The prayer of the petition was that an account be taken of the sums thus due to them as solicitors representing the unsecured creditors of the Montgomery and West Point Railroad Company (except the complainants and other named creditors with whom they had special contracts for fees) who received the benefit of their services; that they be declared to have a lien for the value of such services on all the property of that company which had come into the possession of the Georgia corporations, and that so much of it as may be necessary for that purpose be sold to meet the amounts due them.

The register reported, on April 22, 1879, that there were then no bonds or claims in the registry, except one claim, filed in court, as to which he did not report because no one had appeared and requested that it be audited.

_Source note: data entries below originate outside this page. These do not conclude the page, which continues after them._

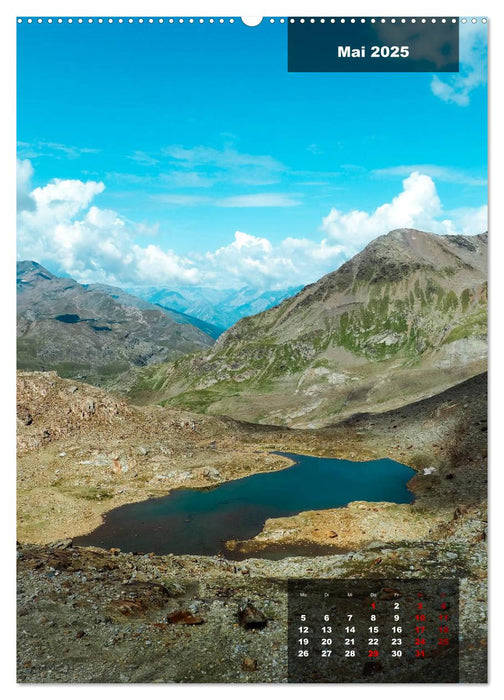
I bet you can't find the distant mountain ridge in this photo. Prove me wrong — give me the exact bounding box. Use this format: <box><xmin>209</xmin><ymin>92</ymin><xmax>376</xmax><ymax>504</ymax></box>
<box><xmin>17</xmin><ymin>261</ymin><xmax>216</xmax><ymax>385</ymax></box>
<box><xmin>128</xmin><ymin>285</ymin><xmax>303</xmax><ymax>329</ymax></box>
<box><xmin>131</xmin><ymin>229</ymin><xmax>488</xmax><ymax>427</ymax></box>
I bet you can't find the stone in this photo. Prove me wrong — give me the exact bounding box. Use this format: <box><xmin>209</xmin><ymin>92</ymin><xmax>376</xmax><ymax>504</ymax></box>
<box><xmin>242</xmin><ymin>656</ymin><xmax>257</xmax><ymax>671</ymax></box>
<box><xmin>49</xmin><ymin>537</ymin><xmax>73</xmax><ymax>549</ymax></box>
<box><xmin>238</xmin><ymin>602</ymin><xmax>268</xmax><ymax>630</ymax></box>
<box><xmin>166</xmin><ymin>610</ymin><xmax>205</xmax><ymax>625</ymax></box>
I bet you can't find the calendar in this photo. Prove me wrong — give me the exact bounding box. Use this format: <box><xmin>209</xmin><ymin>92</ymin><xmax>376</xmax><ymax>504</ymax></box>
<box><xmin>288</xmin><ymin>579</ymin><xmax>459</xmax><ymax>683</ymax></box>
<box><xmin>14</xmin><ymin>0</ymin><xmax>488</xmax><ymax>694</ymax></box>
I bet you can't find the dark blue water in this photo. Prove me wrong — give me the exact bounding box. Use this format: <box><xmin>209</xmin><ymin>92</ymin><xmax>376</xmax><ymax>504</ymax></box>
<box><xmin>74</xmin><ymin>453</ymin><xmax>415</xmax><ymax>559</ymax></box>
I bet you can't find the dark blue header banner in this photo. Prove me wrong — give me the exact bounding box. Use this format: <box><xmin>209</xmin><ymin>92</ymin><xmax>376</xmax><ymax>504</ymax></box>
<box><xmin>288</xmin><ymin>17</ymin><xmax>459</xmax><ymax>73</ymax></box>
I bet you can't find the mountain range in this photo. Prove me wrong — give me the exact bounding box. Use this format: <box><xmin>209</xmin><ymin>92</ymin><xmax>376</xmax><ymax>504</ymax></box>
<box><xmin>130</xmin><ymin>229</ymin><xmax>488</xmax><ymax>428</ymax></box>
<box><xmin>17</xmin><ymin>261</ymin><xmax>217</xmax><ymax>385</ymax></box>
<box><xmin>128</xmin><ymin>286</ymin><xmax>303</xmax><ymax>330</ymax></box>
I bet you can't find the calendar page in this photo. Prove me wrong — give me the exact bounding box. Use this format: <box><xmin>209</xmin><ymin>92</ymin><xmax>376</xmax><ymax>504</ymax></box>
<box><xmin>13</xmin><ymin>6</ymin><xmax>489</xmax><ymax>685</ymax></box>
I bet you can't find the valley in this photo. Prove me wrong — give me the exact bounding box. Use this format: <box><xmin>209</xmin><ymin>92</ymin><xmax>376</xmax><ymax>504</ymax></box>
<box><xmin>17</xmin><ymin>229</ymin><xmax>487</xmax><ymax>682</ymax></box>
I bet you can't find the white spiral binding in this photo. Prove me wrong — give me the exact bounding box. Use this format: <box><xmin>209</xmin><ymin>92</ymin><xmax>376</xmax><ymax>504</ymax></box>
<box><xmin>17</xmin><ymin>17</ymin><xmax>488</xmax><ymax>26</ymax></box>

Subsequently, on April 24, 1879, the Georgia corporations presented their joint petition for the removal of the suit commenced against them by Pettus & Dawson and Watts & Sons (they being the only defendants to the petition filed by the latter) to the circuit court of the United States. In that court, it was docketed and, after the defendants' answer and proof taken, proceeded to a final decree. When the cause was removed from the state court, nothing remained for determination between the parties, other than the record, except the appellees' claim, as citizens of Alabama, to a lien upon the property in question owned by the two Georgia corporations.

==Findings==

The court below did not err in declaring a lien upon the property in question to secure such compensation as appellees were entitled to receive, for according to the law of Alabama, by one of whose courts the original decree was rendered and by which law this question must be determined, an attorney at law or solicitor in chancery has a lien upon a judgment or decree obtained for a client to the extent the latter has agreed to pay him, or, if there has been no specific agreement for compensation, to the extent to which he is entitled to recover, viz., reasonable compensation for the services rendered. Ex Parte Lehman, 59 Ala. 632; Warfield v. Campbell, 38 Ala. 527. That lien could not be defeated by the corporations that owned the property, which had purchased the creditors' claims filed under the decree. The lien of the solicitor rests by the law of that state upon the basis that he is to be regarded as an assignee of the judgment or decree, to the extent of his fees, from the date of its rendition. This right of the solicitors is superior to any that the defendant corporations acquired after the decree by purchasing the claims of unsecured creditors.

It remained only to consider whether the sum allowed appellees was too great. The decree gave them an amount equal to ten per cent upon the aggregate principal and interest of the bonds and coupons filed in the cause, excluding those in respect of which there was, between appellees and complainants and others, special contracts for compensation. It is shown that the appellees had contracts with the complainants for small retainers and 5% of the sums realised by the suit. We perceive no reason for this discrimination against creditors who were not parties except by filing their claims after the decree. One-half the sum allowed was, under all the circumstances, sufficient.

==Decree reversal==

The decree was reversed, and the cause remanded with directions to modify the decree to award to appellees only the sum of 580, with interest from March 7, 1881, with the benefit of the lien upon the property as established by the decree. Each party will pay its costs in this Court and one-half the cost of printing the record.